Padahal ayat ini berkenaan dengan Perang Badar, bukan bicara dalam keadaan aman dan damai.
Realita Perang Badar pada waktu itu, kekuatan bala tentara Islam hanya terdiri sekitar 300 orang, sedang tentara musyrikin melebihi 1.000 orang dengan alat persenjataan yang lebih lengkap.

 
Pada ayat sebelumnya (ayat 9), Allah mengingatkan kaum muslimin tentang pentingnya doa dalam perjuangan. Pertolongan Allah yang diberikan pada saat mereka menghadapi kesulitan dan berusaha untuk mengatasi kesulitan-kesulitan itu dengan jalan berdoa kepada Allah SWT, karena usaha mereka untuk mengatasi kesulitan dengan usaha lahiriah tidak memungkinkan.

“Ingatlah, ketika kamu memohon pertolongan kepada Tuhanmu, lalu diperkenankan-Nya bagimu: “Sesungguhnya Aku akan mendatangkan bala bantuan kepada kamu dengan seribu malaikat yang datang berturut-turut” (Qs. Al-Anfal 9).

Menghadapi betapa besar kesulitan dan kendala teknis kaum muslimin dalam Perang Badar, Rasulullah SAW menghadap kiblat dan ia menadahkan tangannya ke atas lalu berdoa kepada Allah SWT:

"Ya Tuhanku, penuhilah apa yang telah Engkau janjikan kepadaku. Ya Allah, apabila sekelompok kecil dari pemeluk agama Islam ini Engkau kalahkan, tentu Engkau tidak disembah lagi di bumi ini." Nabi terus berdoa kepada Tuhan dengan cara menadahkan tangannya ke atas sambil menghadap kiblat sampai serbannya jatuh. (HR Bukhari dan Muslim dari Abu Hurairah RA).

Sesudah itu Allah SWT mengabulkan doa kaum muslimin dengan jalan mendatangkan bala bantuan malaikat yang datang berturut-turut untuk mencapai kemenangan.

“Dan kemenangan itu hanyalah dari sisi Allah. Sesungguhnya Allah Maha Perkasa lagi Maha Bijaksana” (Qs Al-Anfal 10).

Ayat ini menegaskan bahwa kemenangan yang diperoleh kaum Muslimin dalam Perang Badar bukanlah karena kekuatan dan persenjataan, tetapi semata-mata karena bantuan Allah dengan jalan mengirimkan bala tentara dari malaikat.
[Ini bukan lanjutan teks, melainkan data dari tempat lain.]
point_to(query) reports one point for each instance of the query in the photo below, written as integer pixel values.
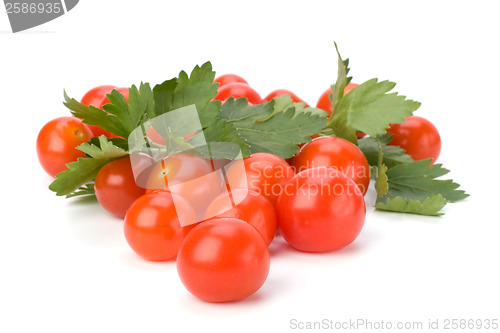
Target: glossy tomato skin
(57, 141)
(238, 90)
(263, 173)
(246, 205)
(189, 176)
(320, 210)
(337, 153)
(324, 100)
(157, 223)
(281, 92)
(229, 78)
(94, 97)
(418, 136)
(115, 187)
(223, 260)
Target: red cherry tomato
(337, 153)
(229, 78)
(223, 260)
(94, 97)
(263, 172)
(57, 141)
(281, 92)
(249, 206)
(190, 176)
(418, 136)
(238, 90)
(324, 100)
(320, 210)
(115, 187)
(156, 225)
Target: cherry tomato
(320, 210)
(94, 97)
(229, 78)
(418, 136)
(223, 260)
(249, 206)
(238, 90)
(281, 92)
(189, 176)
(56, 143)
(337, 153)
(156, 225)
(115, 187)
(263, 172)
(324, 100)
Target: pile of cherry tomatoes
(315, 200)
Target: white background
(64, 264)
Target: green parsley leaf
(85, 190)
(103, 148)
(79, 173)
(381, 183)
(341, 83)
(414, 189)
(197, 89)
(393, 155)
(279, 133)
(430, 206)
(370, 109)
(84, 170)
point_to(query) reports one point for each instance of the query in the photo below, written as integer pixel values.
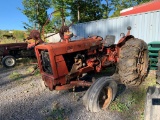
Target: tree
(36, 11)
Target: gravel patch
(26, 99)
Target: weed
(131, 102)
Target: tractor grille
(46, 66)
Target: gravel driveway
(26, 99)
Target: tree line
(68, 11)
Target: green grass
(130, 104)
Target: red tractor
(63, 65)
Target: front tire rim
(9, 62)
(105, 97)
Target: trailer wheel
(8, 61)
(133, 62)
(100, 94)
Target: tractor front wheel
(8, 61)
(100, 94)
(133, 62)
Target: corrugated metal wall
(145, 26)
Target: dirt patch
(26, 99)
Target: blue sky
(10, 17)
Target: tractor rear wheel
(133, 62)
(100, 94)
(8, 61)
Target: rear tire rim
(105, 97)
(9, 62)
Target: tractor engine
(62, 63)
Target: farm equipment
(10, 52)
(63, 65)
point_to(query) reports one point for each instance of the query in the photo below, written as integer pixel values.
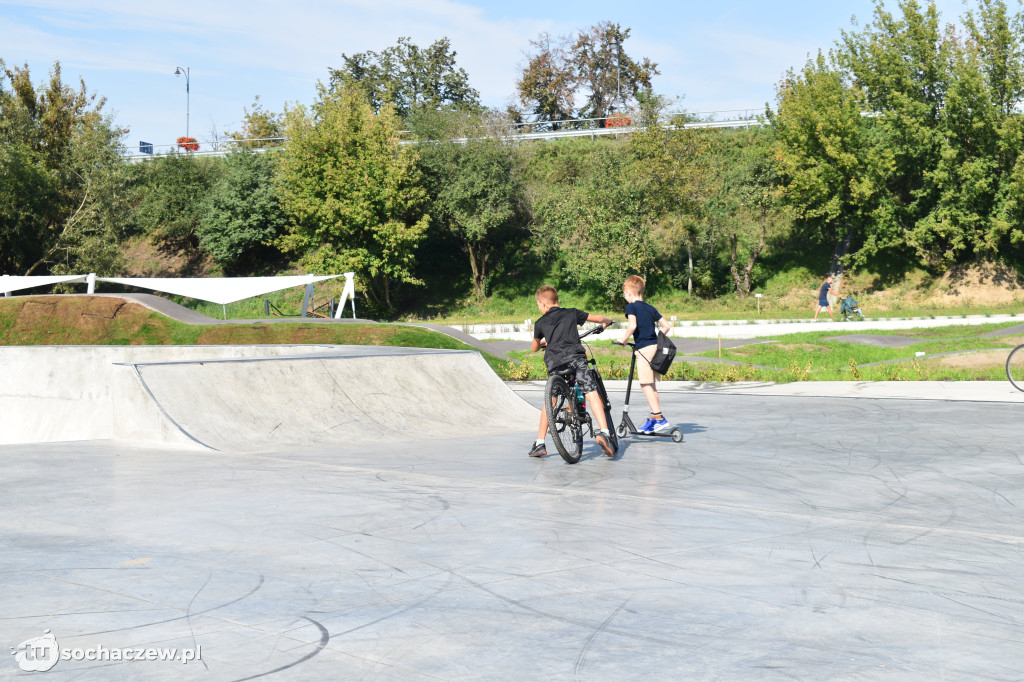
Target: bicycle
(566, 409)
(1015, 368)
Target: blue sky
(717, 55)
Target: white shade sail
(219, 290)
(9, 283)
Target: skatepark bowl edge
(342, 512)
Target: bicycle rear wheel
(1015, 368)
(563, 424)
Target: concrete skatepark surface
(788, 537)
(248, 398)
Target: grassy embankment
(101, 321)
(810, 356)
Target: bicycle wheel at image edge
(1015, 368)
(563, 425)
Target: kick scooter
(627, 427)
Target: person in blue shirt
(642, 318)
(823, 303)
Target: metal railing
(517, 131)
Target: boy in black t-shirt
(642, 317)
(563, 350)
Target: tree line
(903, 139)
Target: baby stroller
(850, 308)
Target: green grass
(68, 326)
(809, 356)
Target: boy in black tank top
(562, 350)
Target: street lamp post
(178, 71)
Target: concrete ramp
(249, 398)
(280, 402)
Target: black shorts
(584, 375)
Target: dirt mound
(984, 285)
(60, 320)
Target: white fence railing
(519, 131)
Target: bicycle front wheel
(1015, 368)
(563, 424)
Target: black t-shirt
(647, 316)
(558, 326)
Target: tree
(547, 85)
(998, 39)
(674, 169)
(593, 65)
(475, 193)
(410, 78)
(173, 193)
(353, 193)
(58, 156)
(750, 202)
(259, 124)
(243, 216)
(832, 169)
(610, 77)
(590, 217)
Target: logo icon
(38, 654)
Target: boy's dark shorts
(584, 375)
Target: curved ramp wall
(249, 397)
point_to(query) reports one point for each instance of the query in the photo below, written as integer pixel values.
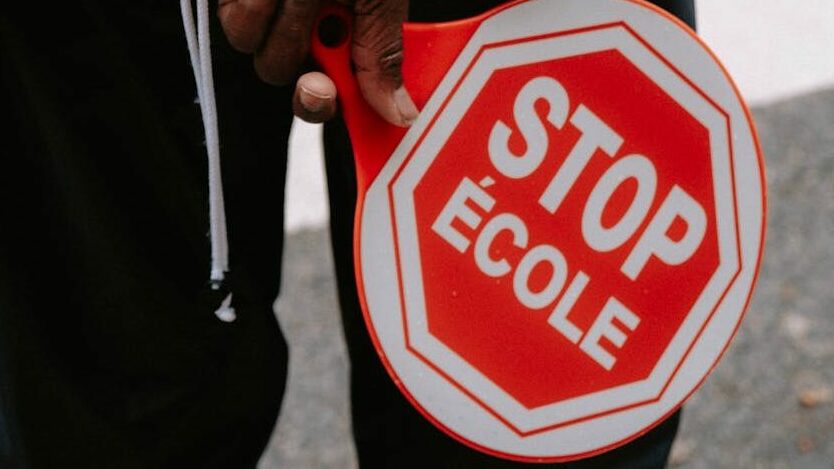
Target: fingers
(278, 33)
(287, 43)
(246, 22)
(315, 98)
(378, 54)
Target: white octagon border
(521, 418)
(437, 398)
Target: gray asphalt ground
(769, 403)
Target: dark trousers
(110, 355)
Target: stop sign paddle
(553, 257)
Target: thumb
(378, 55)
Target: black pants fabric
(110, 354)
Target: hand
(278, 33)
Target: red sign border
(756, 144)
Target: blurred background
(770, 402)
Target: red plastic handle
(373, 139)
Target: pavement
(768, 404)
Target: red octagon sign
(571, 233)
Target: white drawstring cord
(199, 48)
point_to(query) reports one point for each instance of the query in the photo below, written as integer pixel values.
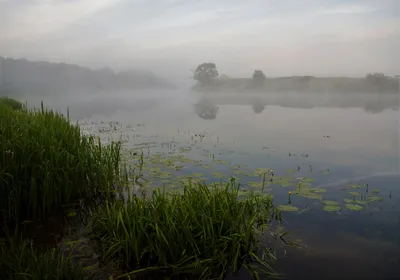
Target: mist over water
(308, 89)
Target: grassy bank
(20, 260)
(45, 162)
(305, 84)
(203, 233)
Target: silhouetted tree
(206, 109)
(205, 73)
(259, 78)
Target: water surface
(334, 142)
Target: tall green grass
(204, 232)
(19, 260)
(45, 161)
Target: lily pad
(353, 207)
(318, 190)
(308, 194)
(374, 198)
(355, 193)
(71, 214)
(288, 208)
(255, 184)
(307, 180)
(331, 208)
(218, 175)
(330, 202)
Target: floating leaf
(355, 193)
(308, 194)
(330, 202)
(255, 184)
(331, 208)
(71, 214)
(307, 180)
(288, 208)
(353, 207)
(374, 198)
(318, 190)
(218, 175)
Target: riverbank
(206, 230)
(302, 84)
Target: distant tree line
(206, 74)
(21, 75)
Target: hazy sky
(286, 37)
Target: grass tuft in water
(45, 162)
(203, 232)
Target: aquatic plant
(204, 231)
(20, 260)
(45, 162)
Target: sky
(171, 37)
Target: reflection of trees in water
(376, 107)
(206, 109)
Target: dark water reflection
(356, 138)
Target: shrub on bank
(45, 162)
(16, 105)
(203, 232)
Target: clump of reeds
(204, 232)
(19, 260)
(45, 162)
(16, 105)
Sesungguhnya Allah Maha Kuasa lagi Maha Bijaksana. Dengan kekuasaan-Nya Allah memberikan kemenangan kepada umat Muhammad, dan dengan kebijaksanaan-Nya diturunkan kemenangan kepada hamba-Nya yang beragama tauhid dan menghancurkan hamba-Nya yang terjerumus ke dalam kemusyrikan.
Pada ayat 12 –yang dipersoalkan misionaris– dijelaskan bahwa pertolongan Allah kepada umat Islam saat menghadapi musuh kafir pada perang Badar ini diungkap dengan menggunakan kata wahyu (idz yuuhi Rabbuka) yang dilewatkan kepada komunitas malaikat. Para malaikat diperintahkan agar turun memberi pemantapan kepada umat Islam (fatsabbitul-ladziina aamanuu), bahwa dalam ekspedisi Badar nanti Tuhan pasti membela dan menjamin kemenangan.
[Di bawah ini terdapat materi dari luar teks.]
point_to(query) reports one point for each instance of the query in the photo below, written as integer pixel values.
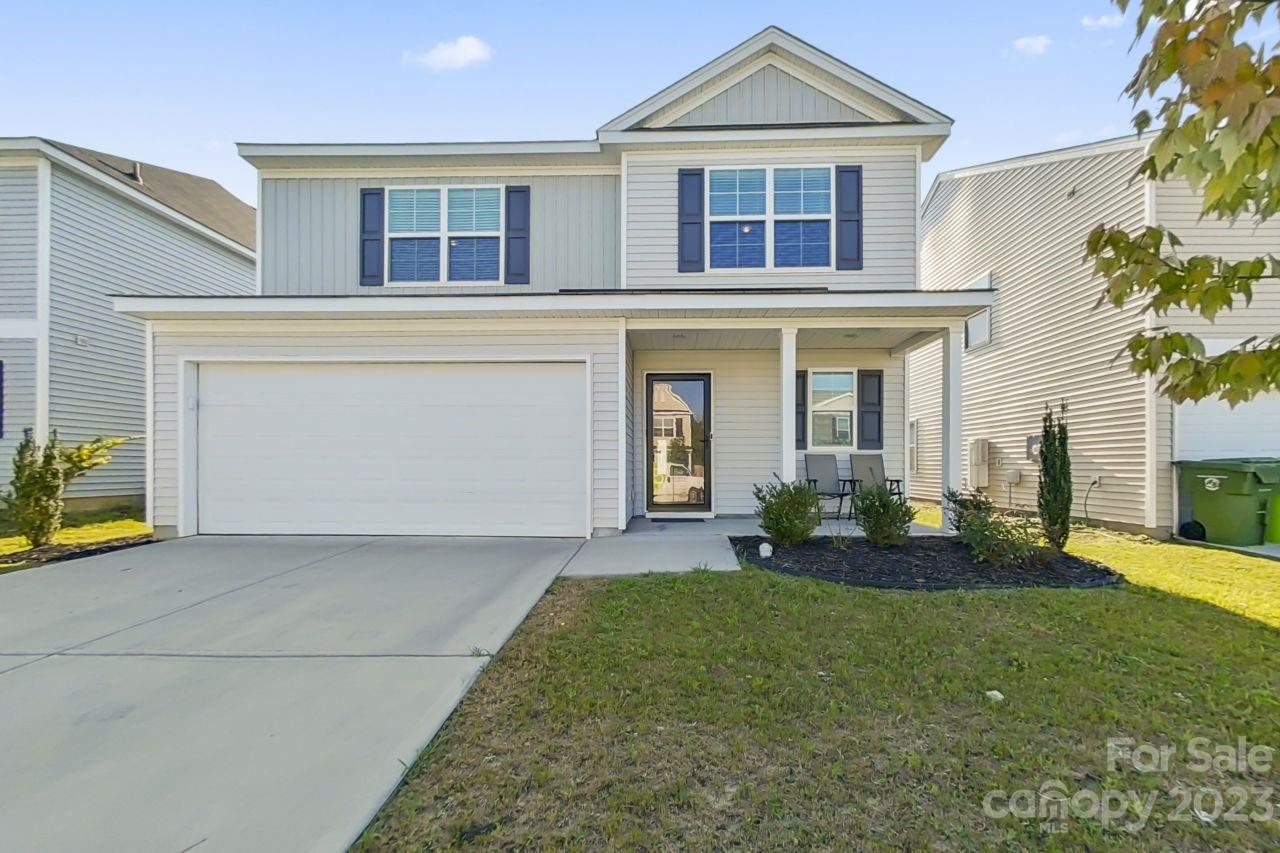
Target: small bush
(40, 477)
(1004, 539)
(883, 516)
(789, 511)
(993, 537)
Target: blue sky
(179, 86)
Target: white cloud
(1032, 45)
(451, 55)
(1102, 22)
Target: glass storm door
(679, 427)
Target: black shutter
(517, 236)
(371, 237)
(801, 409)
(871, 410)
(690, 211)
(849, 217)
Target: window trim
(769, 219)
(444, 233)
(853, 414)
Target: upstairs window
(456, 231)
(769, 218)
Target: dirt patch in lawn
(58, 552)
(923, 562)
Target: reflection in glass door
(680, 433)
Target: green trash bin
(1225, 501)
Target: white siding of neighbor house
(18, 190)
(888, 219)
(1027, 224)
(385, 340)
(103, 245)
(18, 357)
(1178, 208)
(746, 415)
(311, 227)
(769, 96)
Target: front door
(679, 428)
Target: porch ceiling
(859, 338)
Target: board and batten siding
(310, 228)
(1050, 341)
(1178, 208)
(769, 96)
(103, 245)
(384, 341)
(18, 228)
(746, 415)
(888, 219)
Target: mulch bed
(59, 552)
(923, 562)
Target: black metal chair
(868, 470)
(823, 474)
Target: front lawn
(758, 710)
(81, 532)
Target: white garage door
(1212, 429)
(393, 448)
Ada malaikat yang turun di medan laga dan menempati baris depan kaum Muslimin, ada juga barisan malaikat yang melakukan penyamaran di barisan musuh. Jika dipihak kaum muslimin malaikat menyemangati dan meyakinkan bakal menang, sebaliknya ketika menyusup di tentara kafir, para malaikat menghembuskan sikap pesimis yang menciutkan nyali orang-orang kafir (saulqii fii quluubil-ladziina kafarur-ru’ba). Meski kekuatan mereka tiga kali lipat di atas kaum muslimin, namun hati mereka jauh lebih ciut dan terus dihantui rasa takut.

Keteguhan tekad kaum Muslimin dalam berperang membela agama Allah itu tergambar pula dalam motivasi Rasulullah SAW yang disambut dengan semangat dan sukacita oleh para shahabat. Saat itu, Nabi Muhammad SAW bersumpah: ”Demi Dzat Allah di mana jiwa dan ragaku ada dalam genggaman-Nya. Bahwa tidak satupun di antara yang ikut perang hari ini, asal dengan tulus karena Allah, pasti dijamin masuk surga”.

Mendengar sabda itu, Umair bin Al-Hamam Al-Anshari yang sedang mengunyah korma langsung memuntahkan dan korma yang ada di tangannya juga dibuang. Dia berperang dan ternyata terbunuh syahid. Selamat wahai Umair, silakan menikmati surga.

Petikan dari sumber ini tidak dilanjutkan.